Publié le 04 mars 2013 par Lironjeremy

on ne dit jamais au revoir à celui qui part Que le temps dans son immobilité témoigne de la succession des heures, des époques, des mouvements qui tournent les hommes sur eux-mêmes et les font chaque instant semblables et dissemblables et qu’on y ajoute de l’équipement, comme le disait Mallarmé : « la nature à lieu, on n’y ajoutera pas ».  Reste la nuit qui engouffre ce dont l’expérience nous sépare pour la bonne raison qu’en être le sujet nous préviendrait de pouvoir y faire retour, en témoigner : la fin, comme l’origine, pour autant ancienne qu’elles soient sont des questions qui nous rendent au vertige et nous habitent comme un inconnu irréductible duquel nous ne sommes jamais qu’au bord. La mort, c’est pour nous accueillir celle des autres en nous ou comme on dit « porter le deuil », faire l’expérience de cette creusée au ventre, absence, rupture du dialogue qui nous renvoie sur un bord.
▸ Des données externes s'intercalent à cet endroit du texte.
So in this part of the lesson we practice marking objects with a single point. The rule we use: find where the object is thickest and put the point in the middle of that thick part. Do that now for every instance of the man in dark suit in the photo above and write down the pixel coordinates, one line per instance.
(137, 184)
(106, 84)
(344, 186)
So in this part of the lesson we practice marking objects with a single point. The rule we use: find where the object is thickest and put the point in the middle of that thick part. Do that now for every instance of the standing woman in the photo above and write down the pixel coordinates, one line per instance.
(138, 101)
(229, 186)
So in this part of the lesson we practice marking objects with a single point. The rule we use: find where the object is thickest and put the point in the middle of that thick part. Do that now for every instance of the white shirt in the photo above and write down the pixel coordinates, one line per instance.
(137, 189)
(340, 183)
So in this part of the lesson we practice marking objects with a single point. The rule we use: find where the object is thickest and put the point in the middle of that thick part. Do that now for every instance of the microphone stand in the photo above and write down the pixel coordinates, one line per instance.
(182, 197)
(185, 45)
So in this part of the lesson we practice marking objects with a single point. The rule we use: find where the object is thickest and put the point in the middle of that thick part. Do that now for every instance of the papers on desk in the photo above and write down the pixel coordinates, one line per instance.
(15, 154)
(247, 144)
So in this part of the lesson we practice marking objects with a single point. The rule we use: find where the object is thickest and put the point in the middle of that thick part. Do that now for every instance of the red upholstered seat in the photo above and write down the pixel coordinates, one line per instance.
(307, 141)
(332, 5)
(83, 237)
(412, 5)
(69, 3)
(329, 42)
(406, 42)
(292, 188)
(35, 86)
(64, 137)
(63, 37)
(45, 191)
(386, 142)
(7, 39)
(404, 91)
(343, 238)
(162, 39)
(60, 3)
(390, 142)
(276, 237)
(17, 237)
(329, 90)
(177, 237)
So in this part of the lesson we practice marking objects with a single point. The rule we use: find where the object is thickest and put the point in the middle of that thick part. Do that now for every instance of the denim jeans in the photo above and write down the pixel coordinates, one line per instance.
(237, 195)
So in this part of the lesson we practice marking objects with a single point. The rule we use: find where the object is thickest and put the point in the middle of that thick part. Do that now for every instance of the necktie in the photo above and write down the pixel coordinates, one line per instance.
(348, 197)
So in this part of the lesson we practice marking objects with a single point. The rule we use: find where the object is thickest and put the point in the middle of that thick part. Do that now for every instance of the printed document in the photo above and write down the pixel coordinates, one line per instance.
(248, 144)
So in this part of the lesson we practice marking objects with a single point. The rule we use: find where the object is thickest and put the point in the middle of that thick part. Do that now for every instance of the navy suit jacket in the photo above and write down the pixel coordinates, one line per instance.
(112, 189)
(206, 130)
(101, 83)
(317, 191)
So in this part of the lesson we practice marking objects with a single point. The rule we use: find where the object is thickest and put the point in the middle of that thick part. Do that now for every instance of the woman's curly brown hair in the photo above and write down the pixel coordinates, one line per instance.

Comme si celui qui mourrait se délestait sur nous dans un mouvement de paupières.
On pourrait croire qu’à répéter que cela nous concerne et nous échappe on en vienne à tourner une mélodie morte, une lamentation vide, mécanique. Cela arrive lorsqu’on ne fait que se souvenir d’une idée ou d’une perception arrêtée et ça vous tombe des mains : on sait cela. Savoir et se l’entendre dire n’est rien. Certains, au contraire, habitent les mots qu’ils poussent au-devant d’eux, comme l’arbre tout entier habite chacune de ses feuilles dans l’extrémité qu’elles lancent au ciel. Simplement, ils sont au présent de leur parole, en équilibre sur le chemin fragile qu’elles avancent. Les images les plus bêtes auxquelles on s’en remet sont alors celles qui touchent au plus juste. Une fois de plus la mort, une fois de plus la nuit, pour ce qu’à la vérité ce sont deux mystères qui se frôlent, deux abîmes que l’on porte en soi et dont on n’en fini pas de peser le vertige. Dont le vertige n'en fini pas de peser en nous.
Le fait est que les mots, et ceux-là particulièrement, sont opaques. Ils sont là auxquels on butte, comme une dernière extrémité, comme un entendu, une tournure. Ce sont des formules inscrites sur des boites dont on ne sait dire le contenu et que  l’on pense alors pouvoir archiver avec l’illusion d’en avoir fini mais dont l’écho caverneux résonne parfois comme une mauvaise conscience, réclamant la scène. « Nous sommes devenus des illettrés de la mort ».  La question qui introduit alors ce qui va se dire ici : « comment, sur des choses aussi cruciales, aussi vitales, peut-on être aussi léger, impertinent et inconscient avec le verbe ? ». « On ne sait rien dire de la mort » et dans cette indifférence quotidienne, sans savoir, « c’est le monde que l’on éloigne ainsi ». La mort, à l’inverse de ce que l’on croirait, réconcilie, elle est ce qui rassemble.
Dominique Sampiero sait aborder avec une infinie douceur, une attention sensible ces choses là qui nous touchent. Avec chaleur et tendresse il renvoie au silence tactile de l’instant à ces images qu’on convoque pour dire. En quelques paragraphes en prose il égrène les instant, attentif aux sentiments : « Il faut quelqu’un pour mourir. Et quelqu’un pour regarder mourir. Deux présences au bord du monde. Une fleur, un vase. ».  Tout autant il épuise les formules en une succession rythmée, presque des incantations, cognant au mot « nuit » à le dégorger de ces vertiges desquels il tient son épaisseur. Au long du petit livre l’intimité douce alterne avec la fièvre : « nuit m’offre la douceur de tes lèvres aujourd’hui/ nuit s’ennuie du dieu qui se cache en elle pour mourir/ jour et nuit pupille et paupière regard bouclé/ quelque chose tâtonne dans la nuit pour échapper à la chose/ chaque nuit tremble d’être la nuit en germe (…) », donnant la mesure rythmique du trouble, de ce que ça jette en nous de désarroi. Tout ce qui passe au fond de poignant dans le regard sincère à l’ami, à l’aimée et qui scelle en une fraction de secondes dilatées, tacite, cette amitié, cet amour.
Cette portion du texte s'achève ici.